SUARA CIANJUR- Partai Golkar di Jawa Barat terus memperkuat kapasitas kader dan fungsionarisnya dalam menghadapi Pemilu 2024 mendatang, salah satunya dengan menyiapkan pasukan cadangan dua kali lipat atau 200 persen dari kekuatan yang dibutuhkan.
Demikian dikatakan Ketua DPD Partai Golkar Provinsi Jawa Barat, Tubagus Ace Hasan Syadzily, atau biasa disapa Kang Ace, saat memberikan sambutan pada kegiatan Pendidikan Politik Fungsionaris Partai Golkar Provinsi Jawa Barat Tingkat Kabupaten/Kota Angkatan Khusus Perbaikan (Dikpol Khusus) di gedung DPD Partai Golkar Provinsi Jawa Barat, Jl. Maskumambang Kota Bandung, Minggu (16/4/2023).
“Dikpol khusus ini sebagai perbaikan dari Dikpol sebelumnya, diharapkan dapat meningkatkan kualitas dan kafasitas kader Partai Golkar yang akan diterjunkan ke masyarakat sebagaimana digariskan oleh DPP Partai Golkar,” kata Kang Ace.
Sebelumya, Ketua Umum DPP Partai Golkar, Airlangga Hartarto, sempat melepas sedikitnya 2300 kader fungsionaris Partai Golkar se-Jawa Barat untuk turun ke lapangan dalam rangka menjemput kemenangkan Partai Golkar di Jawa Barat pada Pemilu 2024.
Kang Ace yang didampingi Sekretaris DPD Partai Golkar Provinsi Jawa Barat, MQ Iswara, para Wakil Ketua seperti, Yod Mintaraga, Rahmat Sulaeman, Yomanius Untung dan Ketua Angkatan Muda Partai Golkar (AMPG) Provinsi Jawa Barat, Rizki Akbar Fatoni, menegaskan, pentingnya pendidikan politik bagi kader dan fungsionaris Partai Golkar.
“Kita ini partai besar, kita tidak ingin menampilkan para calon legislatif dari Partai Golkar nanti serabutan. Karena kita ingin menang maka kita harus siapkan pasukannya,” ungkap Kang Ace.
Menurut Wakil Ketua Komisi VIII DPR RI ini, Partai Golkar di Jawa Barat optimis akan mendapatkan kemenangan pada Pemilu 2024 karena parameter untuk itu kini sudah diwujudkannya. Salah satunya melalui kekuatan cadangan dari para fungsionaris yang akan diterjunkan ke lapangan.

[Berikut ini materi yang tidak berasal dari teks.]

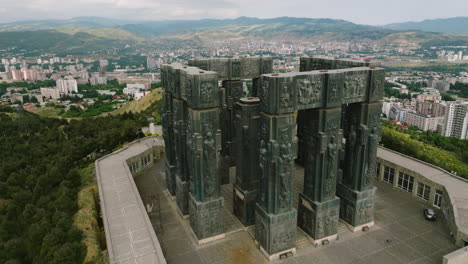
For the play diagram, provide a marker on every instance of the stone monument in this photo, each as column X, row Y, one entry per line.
column 334, row 106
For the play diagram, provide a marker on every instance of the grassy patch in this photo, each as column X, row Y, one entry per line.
column 86, row 219
column 403, row 143
column 140, row 105
column 47, row 112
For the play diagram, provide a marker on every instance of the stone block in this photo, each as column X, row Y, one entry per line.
column 236, row 69
column 278, row 150
column 275, row 233
column 206, row 217
column 277, row 94
column 310, row 90
column 204, row 146
column 170, row 178
column 318, row 220
column 357, row 207
column 182, row 197
column 201, row 88
column 246, row 125
column 356, row 83
column 244, row 205
column 377, row 84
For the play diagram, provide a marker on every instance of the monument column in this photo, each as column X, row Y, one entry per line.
column 321, row 140
column 318, row 206
column 275, row 217
column 204, row 146
column 357, row 190
column 233, row 91
column 247, row 169
column 168, row 131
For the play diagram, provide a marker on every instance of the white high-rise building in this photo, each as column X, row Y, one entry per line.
column 456, row 120
column 50, row 92
column 67, row 86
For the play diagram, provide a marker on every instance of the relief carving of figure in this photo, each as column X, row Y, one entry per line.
column 207, row 93
column 285, row 96
column 263, row 152
column 372, row 153
column 209, row 161
column 331, row 177
column 285, row 159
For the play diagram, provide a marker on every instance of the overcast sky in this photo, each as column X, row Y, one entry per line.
column 372, row 12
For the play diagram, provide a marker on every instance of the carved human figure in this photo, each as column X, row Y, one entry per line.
column 371, row 154
column 285, row 96
column 209, row 158
column 331, row 162
column 284, row 171
column 263, row 152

“Kalau kita butuh 12 pasukan, maka kita harus siapkan cadangan minimal sebanyak dua kali lipat. Kita terjunkan 200 persen, kemudian diseleksi menjadi 150 persen hingga 100 persen jumlah kekuatan yang dibutuhkan,” papar Kang Ace dihadapan 69 peserta Dikpol Khusus, diantaranya Bupati Purwakarta, Anne Ratna Mustika itu.
Disebutkan Kang Ace, Partai Golkar sebagai partai besar dan berpengalaman tentu saja harus siap dengan segala kemungkinan yang terjadi. “Kita tak mungkin menang kalau menyiakan pasukan saja tidak bisa,” ujarnya.

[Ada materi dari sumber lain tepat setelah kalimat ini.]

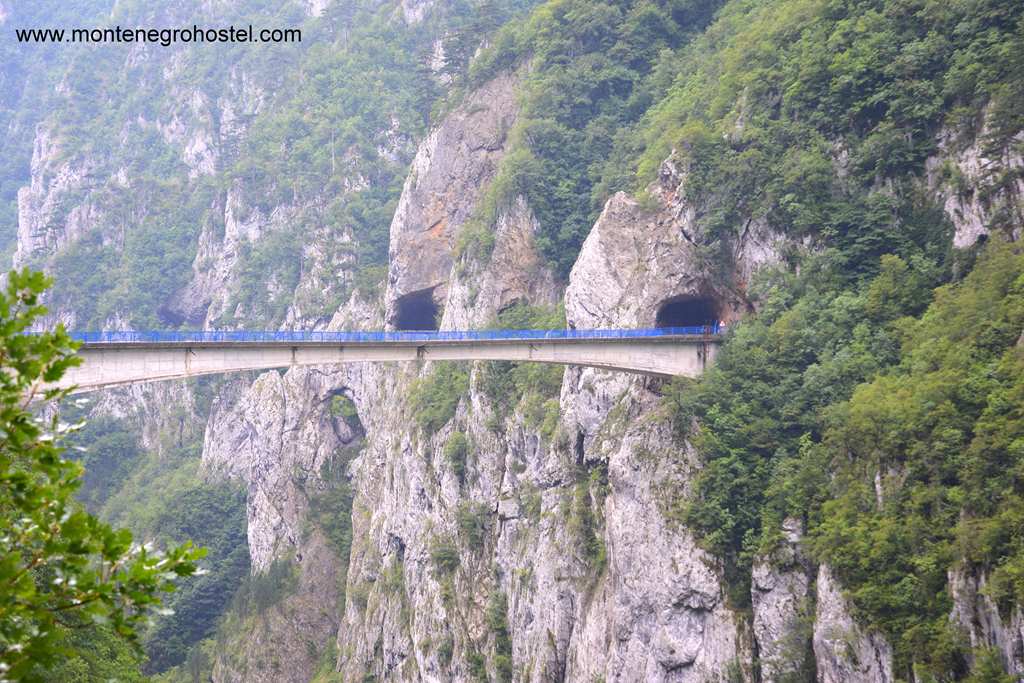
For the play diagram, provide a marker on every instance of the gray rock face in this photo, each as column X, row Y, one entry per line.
column 782, row 607
column 279, row 436
column 636, row 259
column 979, row 619
column 574, row 517
column 844, row 651
column 451, row 169
column 969, row 182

Baca Juga: Hasil Liga Inggris: Arsenal Ditahan Imbang West Ham 2-2, Advantage Manchester City!
Dikpol Khusus ini, kata Kang Ace, adalah salah satu cara untuk menyiapkan pasukan itu. Sehingga dapat menunjukan bahwa Partai Golkar adalah partai yang paling siap dalam meghadapi Pemilu 2024. “Terlebih semua penetapan pencalegan sesuai Peratuaran Komisi Pemilihan Umum (PKPU) senantiasa harus mendapat rekomendasi dari pengurus partai di tingkat pusat,” tambahnya.
Melalui dikpol fungsionaris yang diselenggarakan selama ini, kata dia, para fungsionaris diharapkan dapat memiliki pengetahuan dan keterampilan yang cukup ketika bergerak di lapangan. Seperti bagaimana pengelolaan media sosial, operasi darat, kampanye door to door kampanye, pembentukan tim dan lain-lain.
“Kita butuh uang untuk memenangkan Pemilu tapi uang bukan segalanya. Finansial penting tapi strategi yang tepat juga lebih penting. Untuk itu manfaatkan forum ini untuk meningkatkan keterampilan kita dalam berpolitik,” paparnya.
Kang Ace mengingatkan, dikpol harus terus dihidupkan agar Partai Golkar sebagai partai yang dikenal sebagai partai paling berpengalaman dalam berpolitik harus dibuktikan dengan kader-kadernya yang berkualitas. “Dikpol ini harus kita jadikan untuk memperkuat kafasitas kita sebagai kader yang akan bertempur dan terjun ke masyarakat,” tuturnya.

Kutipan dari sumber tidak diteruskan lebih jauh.